There are many challenges that have the potential to dash the business plans and hopes of farmers —from trade agreements, to climate change, and primary risks.
Strong government policy is part of the solution. Helping shape effective policy will be one of Dr. Alan Ker’s goals as he assumes the newly-created Research Chair in Agriculture Risk and Policy at the University of Guelph’s Ontario Agricultural College. This leadership role is based out of the Department of Food, Agricultural and Resource Economics (FARE) and is focused on mitigating risk related to production agriculture through policy making.
So what do farmers and the agriculture industry need to know to develop and implement more effective policy? Ker says the first requirement is to understand how current policies help producers handle risk. He notes that it’s critically important that policy finds the balance between providing protection for farmers while still encouraging them to innovate and invest in technologies required for growth, without relying heavily on government.
Risk management programs is one area where Ker will be focusing his efforts. He believes some current programs need to be revisited. “Producers are pretty happy with production insurance,” he says but other programs are not hitting the mark. “In terms of Agri-Stability, that program has not been well-received… it’s not near to the level where I think the federal government was expecting it to be.”
As a difficult 2018 Ontario harvest pushes into late December, Ker says he’s also keeping a close eye on high DON levels in the provincial corn crop and how existing programs are utilized to manage the financial impact on farmers.

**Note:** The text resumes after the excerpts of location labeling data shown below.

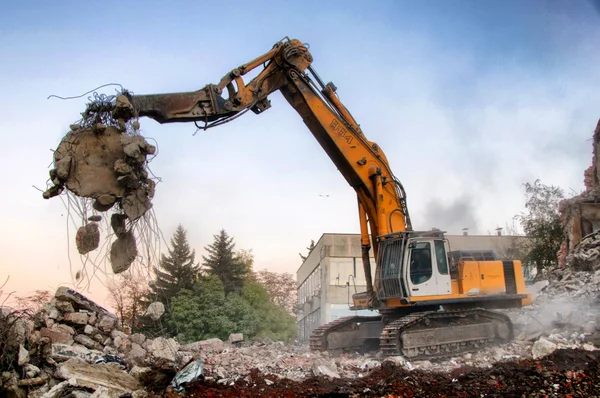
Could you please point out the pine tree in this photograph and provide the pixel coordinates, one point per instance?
(223, 262)
(176, 271)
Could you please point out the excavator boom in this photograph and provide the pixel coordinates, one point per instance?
(286, 68)
(412, 277)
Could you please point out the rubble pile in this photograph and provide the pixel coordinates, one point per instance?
(73, 345)
(565, 373)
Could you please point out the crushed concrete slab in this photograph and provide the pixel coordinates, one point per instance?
(164, 348)
(87, 238)
(543, 347)
(208, 346)
(98, 375)
(78, 300)
(123, 252)
(155, 310)
(64, 352)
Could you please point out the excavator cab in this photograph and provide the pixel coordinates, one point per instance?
(412, 264)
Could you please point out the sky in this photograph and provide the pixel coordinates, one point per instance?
(469, 100)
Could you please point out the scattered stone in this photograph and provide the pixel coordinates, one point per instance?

Programs will have to adapt so there will be much to learn from the harvest challenges, he notes. (Story continues after the interview.)
Ker says one of the most significant risks farmers face is trade policy. “A particular farmer in Grey County in Ontario can do nothing to mitigate that risk in terms of a trade agreement with China or what goes on with the United States-Mexico-Canada Agreement,” says Ker. “These trade agreements seem to not be as solid as they were in the past… and they can be very impactful at the farm level.”
How about climate change? There’s lots of action these days on the climate change policy front as the Ontario and the federal governments continue at loggerheads on the carbon tax and how to tackle environmental polluters. Ontario’s new approach calls for province-wide assessment on the impacts of climate change. Ker says he’ll certainly bring his department’s perspective to the discussion as part of the Ontario business risk management review team.